Не знаю, специально они ждали меня на улице или моя несчастливая звезда столкнула меня с ними. Я сразу почуял неладное, когда увидел бугая, окружённого пятёркой парней, таких же крупных, как и он. Они все были одеты в модные спортивные костюмы Adidas: чёрные пластиковые брюки на резинке, черные или тёмно-синие куртки, белые футболки и видавшие виды кроссовки. «Темные, зато не маркие», — подумал я маминым тоном. Отступать было поздно и некуда, нужно было пройти сквозь этот строй, чтобы попасть на трамвайную остановку. Первым начал бугай: — А вот он, этот педрила, который на меня пялился.

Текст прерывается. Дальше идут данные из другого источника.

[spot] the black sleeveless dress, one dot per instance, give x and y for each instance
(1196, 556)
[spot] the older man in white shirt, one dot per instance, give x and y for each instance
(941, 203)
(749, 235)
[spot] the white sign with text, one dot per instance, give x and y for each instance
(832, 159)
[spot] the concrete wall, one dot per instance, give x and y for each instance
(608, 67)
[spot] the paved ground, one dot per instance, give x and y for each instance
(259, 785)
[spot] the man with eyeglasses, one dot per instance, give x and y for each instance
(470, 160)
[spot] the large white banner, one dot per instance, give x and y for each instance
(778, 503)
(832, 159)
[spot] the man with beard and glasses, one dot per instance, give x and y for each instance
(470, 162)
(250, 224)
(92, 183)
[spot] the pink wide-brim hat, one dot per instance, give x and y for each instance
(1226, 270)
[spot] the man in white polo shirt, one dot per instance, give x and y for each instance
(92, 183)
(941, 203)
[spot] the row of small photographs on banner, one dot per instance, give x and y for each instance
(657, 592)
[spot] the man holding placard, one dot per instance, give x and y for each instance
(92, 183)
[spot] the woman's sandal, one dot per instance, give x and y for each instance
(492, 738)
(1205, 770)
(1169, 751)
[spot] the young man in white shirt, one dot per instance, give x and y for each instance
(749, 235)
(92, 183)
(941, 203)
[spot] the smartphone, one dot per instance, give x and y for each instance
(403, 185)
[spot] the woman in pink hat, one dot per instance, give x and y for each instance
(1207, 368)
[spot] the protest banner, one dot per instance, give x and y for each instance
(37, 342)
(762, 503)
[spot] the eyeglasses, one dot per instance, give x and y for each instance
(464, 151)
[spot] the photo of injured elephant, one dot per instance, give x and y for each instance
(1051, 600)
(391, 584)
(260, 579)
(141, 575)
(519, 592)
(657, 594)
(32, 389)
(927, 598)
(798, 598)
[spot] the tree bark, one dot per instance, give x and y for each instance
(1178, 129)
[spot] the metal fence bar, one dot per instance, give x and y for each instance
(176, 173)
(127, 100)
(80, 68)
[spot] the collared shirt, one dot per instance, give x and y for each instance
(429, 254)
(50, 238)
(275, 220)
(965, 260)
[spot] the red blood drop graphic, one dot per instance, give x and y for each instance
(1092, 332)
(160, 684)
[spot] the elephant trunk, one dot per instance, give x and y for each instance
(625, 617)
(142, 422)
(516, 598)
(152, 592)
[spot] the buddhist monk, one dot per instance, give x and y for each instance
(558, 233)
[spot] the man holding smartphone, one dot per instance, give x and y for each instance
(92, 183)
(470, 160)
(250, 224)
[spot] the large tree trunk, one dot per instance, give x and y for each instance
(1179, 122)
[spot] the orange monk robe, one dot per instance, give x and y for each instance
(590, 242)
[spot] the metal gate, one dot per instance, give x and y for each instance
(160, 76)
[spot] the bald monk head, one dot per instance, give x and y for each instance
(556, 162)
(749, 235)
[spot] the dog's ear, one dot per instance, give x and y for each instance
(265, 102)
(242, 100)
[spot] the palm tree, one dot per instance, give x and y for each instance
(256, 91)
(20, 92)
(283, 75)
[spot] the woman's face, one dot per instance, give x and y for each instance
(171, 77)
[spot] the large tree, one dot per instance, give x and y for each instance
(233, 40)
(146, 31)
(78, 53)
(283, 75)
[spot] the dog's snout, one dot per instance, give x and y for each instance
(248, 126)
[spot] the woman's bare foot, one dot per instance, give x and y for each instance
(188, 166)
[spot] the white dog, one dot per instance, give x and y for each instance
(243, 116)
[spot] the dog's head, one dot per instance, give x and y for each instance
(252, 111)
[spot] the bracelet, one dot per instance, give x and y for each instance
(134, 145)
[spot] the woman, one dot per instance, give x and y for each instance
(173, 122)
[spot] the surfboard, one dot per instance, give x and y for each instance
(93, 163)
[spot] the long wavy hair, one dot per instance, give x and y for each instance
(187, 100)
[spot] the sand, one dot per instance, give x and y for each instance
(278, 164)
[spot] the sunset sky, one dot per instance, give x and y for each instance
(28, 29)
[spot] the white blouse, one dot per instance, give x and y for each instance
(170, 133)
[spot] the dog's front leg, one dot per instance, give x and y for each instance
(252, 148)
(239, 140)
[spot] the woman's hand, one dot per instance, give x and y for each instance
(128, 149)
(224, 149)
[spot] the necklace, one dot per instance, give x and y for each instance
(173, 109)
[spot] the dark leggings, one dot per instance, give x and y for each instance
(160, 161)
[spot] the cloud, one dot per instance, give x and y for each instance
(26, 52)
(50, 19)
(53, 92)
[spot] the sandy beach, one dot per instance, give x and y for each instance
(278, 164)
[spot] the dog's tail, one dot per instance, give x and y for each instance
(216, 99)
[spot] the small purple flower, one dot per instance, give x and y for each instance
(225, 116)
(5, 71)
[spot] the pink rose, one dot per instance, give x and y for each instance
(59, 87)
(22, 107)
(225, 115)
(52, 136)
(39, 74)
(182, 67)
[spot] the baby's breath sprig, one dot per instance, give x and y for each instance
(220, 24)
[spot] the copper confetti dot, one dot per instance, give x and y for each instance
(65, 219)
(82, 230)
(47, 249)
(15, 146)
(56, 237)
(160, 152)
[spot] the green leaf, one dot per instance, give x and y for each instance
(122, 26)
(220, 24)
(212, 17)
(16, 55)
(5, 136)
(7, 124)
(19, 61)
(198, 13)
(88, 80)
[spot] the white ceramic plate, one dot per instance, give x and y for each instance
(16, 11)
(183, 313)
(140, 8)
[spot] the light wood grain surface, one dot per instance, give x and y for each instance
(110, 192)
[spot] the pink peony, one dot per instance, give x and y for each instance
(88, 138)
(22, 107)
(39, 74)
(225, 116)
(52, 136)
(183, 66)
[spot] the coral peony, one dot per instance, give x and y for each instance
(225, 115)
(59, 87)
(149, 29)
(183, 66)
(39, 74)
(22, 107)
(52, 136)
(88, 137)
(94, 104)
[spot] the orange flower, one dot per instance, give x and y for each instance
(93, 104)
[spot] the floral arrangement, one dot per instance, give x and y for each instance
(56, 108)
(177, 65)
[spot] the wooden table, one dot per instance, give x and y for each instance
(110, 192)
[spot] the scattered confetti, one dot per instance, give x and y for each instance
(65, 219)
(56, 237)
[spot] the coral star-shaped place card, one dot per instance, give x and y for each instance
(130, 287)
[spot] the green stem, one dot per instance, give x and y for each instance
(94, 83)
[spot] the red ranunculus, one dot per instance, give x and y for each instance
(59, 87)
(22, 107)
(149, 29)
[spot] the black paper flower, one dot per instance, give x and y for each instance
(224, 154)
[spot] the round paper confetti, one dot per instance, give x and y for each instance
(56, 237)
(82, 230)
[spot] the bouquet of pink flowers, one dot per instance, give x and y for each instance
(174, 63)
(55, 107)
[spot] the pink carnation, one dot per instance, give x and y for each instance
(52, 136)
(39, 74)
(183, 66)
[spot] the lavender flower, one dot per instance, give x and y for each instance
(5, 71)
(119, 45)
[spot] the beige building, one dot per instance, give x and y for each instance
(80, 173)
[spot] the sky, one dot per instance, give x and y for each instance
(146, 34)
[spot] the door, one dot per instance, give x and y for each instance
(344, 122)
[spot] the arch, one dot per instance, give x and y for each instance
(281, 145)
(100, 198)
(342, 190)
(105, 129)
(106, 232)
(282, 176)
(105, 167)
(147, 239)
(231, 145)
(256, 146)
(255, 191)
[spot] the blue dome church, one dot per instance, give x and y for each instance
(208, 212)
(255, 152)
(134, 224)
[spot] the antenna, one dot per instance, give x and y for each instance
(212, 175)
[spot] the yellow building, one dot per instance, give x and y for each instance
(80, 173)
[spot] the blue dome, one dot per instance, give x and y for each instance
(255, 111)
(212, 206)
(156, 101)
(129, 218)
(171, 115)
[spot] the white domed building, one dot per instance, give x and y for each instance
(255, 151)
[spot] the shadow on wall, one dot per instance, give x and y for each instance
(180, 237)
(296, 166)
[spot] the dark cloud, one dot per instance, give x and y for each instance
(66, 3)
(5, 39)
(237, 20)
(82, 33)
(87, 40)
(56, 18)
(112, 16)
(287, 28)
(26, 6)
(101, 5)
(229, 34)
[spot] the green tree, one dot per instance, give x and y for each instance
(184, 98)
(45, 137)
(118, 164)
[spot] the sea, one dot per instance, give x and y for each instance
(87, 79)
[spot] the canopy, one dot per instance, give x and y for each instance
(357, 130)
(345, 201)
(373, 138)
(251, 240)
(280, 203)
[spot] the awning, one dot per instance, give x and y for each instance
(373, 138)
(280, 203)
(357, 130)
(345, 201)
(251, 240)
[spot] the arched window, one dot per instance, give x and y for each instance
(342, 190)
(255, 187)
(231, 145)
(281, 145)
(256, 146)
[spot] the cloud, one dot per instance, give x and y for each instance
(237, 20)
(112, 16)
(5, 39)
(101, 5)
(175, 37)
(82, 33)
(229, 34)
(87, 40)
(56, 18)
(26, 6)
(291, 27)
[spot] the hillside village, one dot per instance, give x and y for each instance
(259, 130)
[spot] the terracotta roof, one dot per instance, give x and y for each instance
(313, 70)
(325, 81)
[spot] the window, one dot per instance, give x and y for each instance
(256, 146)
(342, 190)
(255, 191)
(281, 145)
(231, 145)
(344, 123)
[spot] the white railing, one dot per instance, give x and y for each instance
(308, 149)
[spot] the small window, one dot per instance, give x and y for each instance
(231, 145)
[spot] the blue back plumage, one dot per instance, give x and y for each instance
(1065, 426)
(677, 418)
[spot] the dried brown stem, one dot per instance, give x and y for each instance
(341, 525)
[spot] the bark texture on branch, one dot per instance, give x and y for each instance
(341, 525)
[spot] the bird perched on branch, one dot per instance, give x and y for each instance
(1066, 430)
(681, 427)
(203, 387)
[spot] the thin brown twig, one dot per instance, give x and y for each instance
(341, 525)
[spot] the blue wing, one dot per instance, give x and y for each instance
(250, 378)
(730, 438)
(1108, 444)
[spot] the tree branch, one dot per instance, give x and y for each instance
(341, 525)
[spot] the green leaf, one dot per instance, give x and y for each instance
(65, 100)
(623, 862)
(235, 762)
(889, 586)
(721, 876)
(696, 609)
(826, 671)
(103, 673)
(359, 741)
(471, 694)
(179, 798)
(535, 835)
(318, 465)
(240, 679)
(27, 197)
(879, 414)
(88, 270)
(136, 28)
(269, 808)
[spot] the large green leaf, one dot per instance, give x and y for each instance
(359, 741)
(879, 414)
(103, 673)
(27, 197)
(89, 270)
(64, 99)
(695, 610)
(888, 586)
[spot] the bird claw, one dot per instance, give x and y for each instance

Ты чё, пидор, давно пизды не получал?
— А ему не нужна пизда, он же пидор!
Компания заржала над этим изысканным каламбуром.
— Ну-к поди сюда, парень, расскажи нам, как там у вас, у пидоров всё бывает?
Я шёл с каменным лицом, будто их эскапады относились вовсе не ко мне. Но долго это не могло продолжаться, потому что дорожка была узкой, и я неминуемо должен был упереться в них. Наконец, один из спортивных костюмов преградил мне дорогу и положил руку на плечо: — А ты чё, блядь, не здороваешься, когда с тобой разговаривают?